Talum’s case was finally resolved when he was pardoned by the newly elected president Tsai Ing-wen in 2016. But his freedom did nothing to allay the frustrations and criminal charges brought again uncountable other hunters, nor the fact that many hunting laws were introduced in reaction to dwindling wildlife habitats and populations – a 1990s problem now at least partly resolved by eco-policies and rewilding. In one telling incident, a meeting flies into uproar when told that tourists in Taroko Gorge have complained about the sounds of occasional gunshots – “We are killing squirrels,” shouts an angry Truku tribesman, “not people!”

As a technological determinist, I was particularly won over by the way that Simon relates such issues to the evolution of available weaponry. In the good old days, he suggests, hunting of both heads and hogs was a visceral, dangerous, immediate experience. The colonial-era arrival of better-quality knives increased the efficacy and frequency of what were once “sustainable” once-in-a-life-time expeditions, while improved gun technology turned hunting trips into forest massacres.

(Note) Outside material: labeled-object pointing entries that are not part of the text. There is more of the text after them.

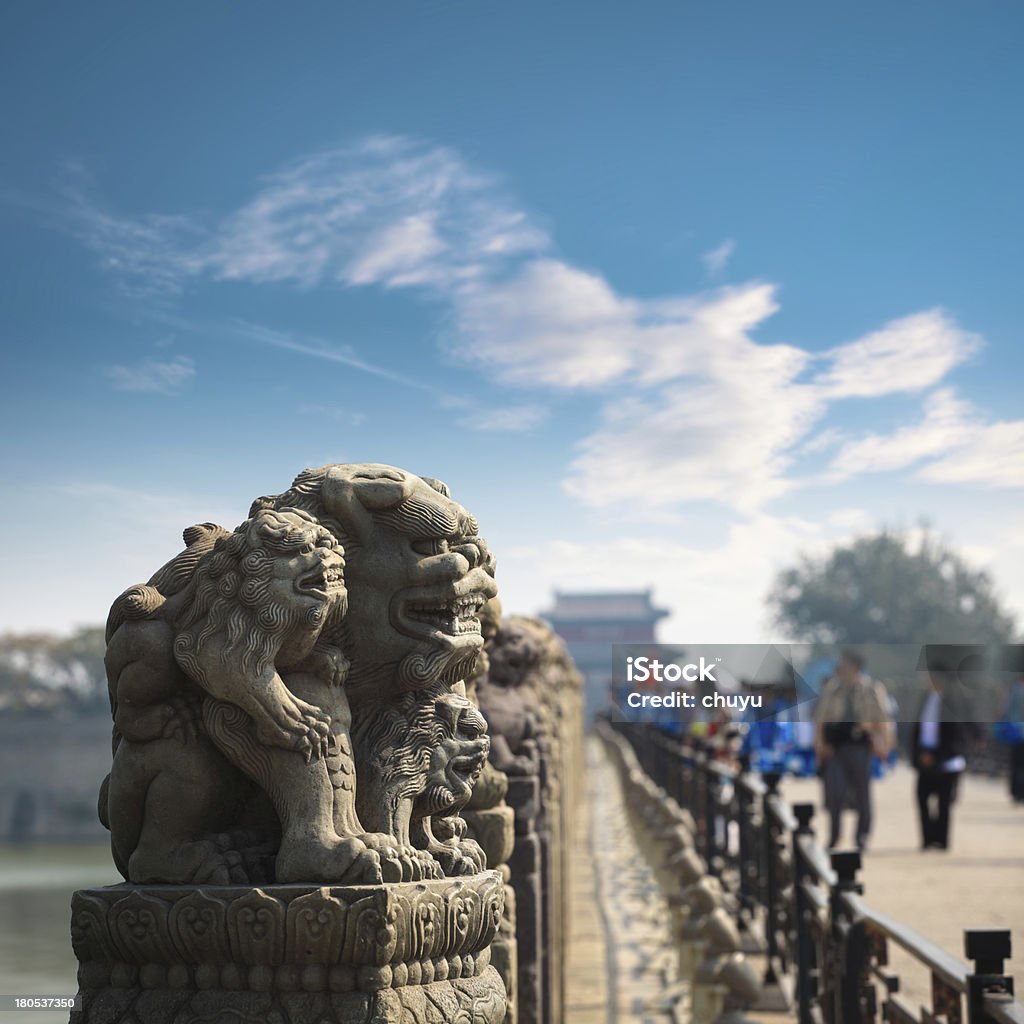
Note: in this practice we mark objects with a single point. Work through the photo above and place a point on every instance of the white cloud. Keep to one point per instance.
(907, 354)
(716, 259)
(693, 408)
(952, 441)
(990, 456)
(153, 376)
(508, 419)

But it’s the imposition of outsiders’ law that has most transformed local life.

“In the past,” complains one elder, “they would bring back the animal openly, with loud calls of joy, to share the meat with their neighbours. Nowadays they must conceal the animal in a canvas bag, kill it secretly in their home, and share the meat only with the immediate family and most intimate friends.” I was struck by this comment, not merely for the image it presents of thinning tribal traditions, but of the way that criminalising such actions can drive such people into associations with true criminals. It is, after all, the bushmeat (ye-wei) trade that forms one of the cornerstones of organised crime across east and south-east Asia, and which has been implicated in recent years in geopolitical scandals that stretch far above the heads of mere forest hunters, even into the murky origins of the Covid pandemic.

There is much more in Simon’s book – my weightless Kindle copy of which belies a main text of over 400 pages. But I’ll leave you with one of his many illuminating insights into the world and life of Taiwan’s indigenous inhabitants. Much as the French began referring to British football hooligans as “les fuckoffs”, the Atayal and Seediq called the Chinese settlers kmukan (“motherfuckers”) on account of their readiness to refer to the taboo sexual activity of a relative in one of their most common swear-words.

Jonathan Clements is the author of The Emperor’s Feast: A History of China in Twelve Meals. Scott Simon’s Truly Human: Indigeneity and Indigenous Resurgence on Formosa is published by the University of Toronto Press.